[dns-operations] Question for fellow users of RIPE ATLAS (broken/saturated probes or what?)

Tue Dec 11 14:33:04 UTC 2018

Hi,

Since this is also important here for our Ops team, I decided to drill
down a bit more.

*TL;DR summary*: I could not find the same issues in both on b-root data
or .nl data; therefore maybe something transient?  @Jake: Could you run
this measurement again?

best,

/giovane

Analysis
============================

@Jake: is this the measurement you used for these graphs [0]?

I've parsed this results and added probe version and other info,
including catchment (anycast site). See 17947276.csv.gz.

Anycast sites mapping hypothesis:
  * Diff probes could go to different countries (bgp mappings are
sometimes a bit chaotic, see [1]). For example, probes in the NL could
wind up being answered by a site in Japan. However, this is not the
case: all probes from [0] are answered by London sites.
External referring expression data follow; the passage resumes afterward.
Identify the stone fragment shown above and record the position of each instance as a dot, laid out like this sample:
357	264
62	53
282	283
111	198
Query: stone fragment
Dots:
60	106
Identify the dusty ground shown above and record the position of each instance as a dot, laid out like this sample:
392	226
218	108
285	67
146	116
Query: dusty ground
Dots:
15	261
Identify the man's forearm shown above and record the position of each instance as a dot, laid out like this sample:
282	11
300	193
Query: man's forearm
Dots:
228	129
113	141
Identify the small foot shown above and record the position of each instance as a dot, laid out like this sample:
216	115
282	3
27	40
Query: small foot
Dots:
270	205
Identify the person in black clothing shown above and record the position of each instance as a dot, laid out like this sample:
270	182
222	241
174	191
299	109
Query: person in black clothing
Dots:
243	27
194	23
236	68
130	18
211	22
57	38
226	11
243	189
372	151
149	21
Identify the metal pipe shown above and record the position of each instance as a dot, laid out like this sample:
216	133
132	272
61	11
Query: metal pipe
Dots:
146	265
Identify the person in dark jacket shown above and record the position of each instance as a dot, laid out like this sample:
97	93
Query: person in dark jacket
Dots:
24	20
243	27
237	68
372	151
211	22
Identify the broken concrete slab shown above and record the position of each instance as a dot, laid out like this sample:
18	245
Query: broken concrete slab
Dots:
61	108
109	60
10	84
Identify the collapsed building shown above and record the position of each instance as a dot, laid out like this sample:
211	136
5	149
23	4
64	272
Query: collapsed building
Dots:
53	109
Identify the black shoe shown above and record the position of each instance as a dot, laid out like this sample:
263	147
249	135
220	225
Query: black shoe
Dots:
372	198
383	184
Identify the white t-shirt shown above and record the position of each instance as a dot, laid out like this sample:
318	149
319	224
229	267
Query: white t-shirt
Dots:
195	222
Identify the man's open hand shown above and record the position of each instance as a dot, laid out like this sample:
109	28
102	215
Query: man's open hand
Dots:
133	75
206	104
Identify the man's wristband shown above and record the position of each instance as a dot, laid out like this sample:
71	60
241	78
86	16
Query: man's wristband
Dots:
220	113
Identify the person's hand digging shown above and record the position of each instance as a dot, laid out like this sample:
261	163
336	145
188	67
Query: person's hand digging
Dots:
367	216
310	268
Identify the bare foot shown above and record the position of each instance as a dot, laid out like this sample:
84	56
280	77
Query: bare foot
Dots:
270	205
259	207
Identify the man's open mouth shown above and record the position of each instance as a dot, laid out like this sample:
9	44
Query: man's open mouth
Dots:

The only correlation we can clearly see is this:
  * all system-version 1 probes in your measurement are slow
  * most of version 2 (v2) are slow; some are fast
  * v3 and v4 are really fast

OK, so the question is: is this also observed in other datasets?

I did two things to verify this.

Step 1: Analyze chaos B-root queries (built-in atlas measurement)
=================================================================

Atlas has built-in measurements, which means that all probes are used
and they are continuously monitored.

I downloaded 1 hour of measurements from Atlas for b-root using [2],
from today (GMT 00:00 to 01:00). This measurement, like [0], is
hostanme.bind DNS chaos queries.

Then, I parsed the results and procedure with some filtering:

 - Consider only measurements going to one anycast site (LAX) -- so all
probes would hit the same site (the other b-root site is MIAMI)
 - Consider only probes within one country. I choose Germany because it
has many probes (good for coverage), and it's far enough from LAX so
most of the latency from anywhere in Germany to LAX should be, in
theory, similar.

Ultimately, we ended up with:
 -  82 probes version 1 (extract from tag 'system-v1') from [3]
 - 231 probes version 2 (tag 'system-v2' from [3] )
 - 987 probes version 3 (tag 'system-v3' from [3] )
 -  24 proves version 4 (tag 'system-v4' from [3])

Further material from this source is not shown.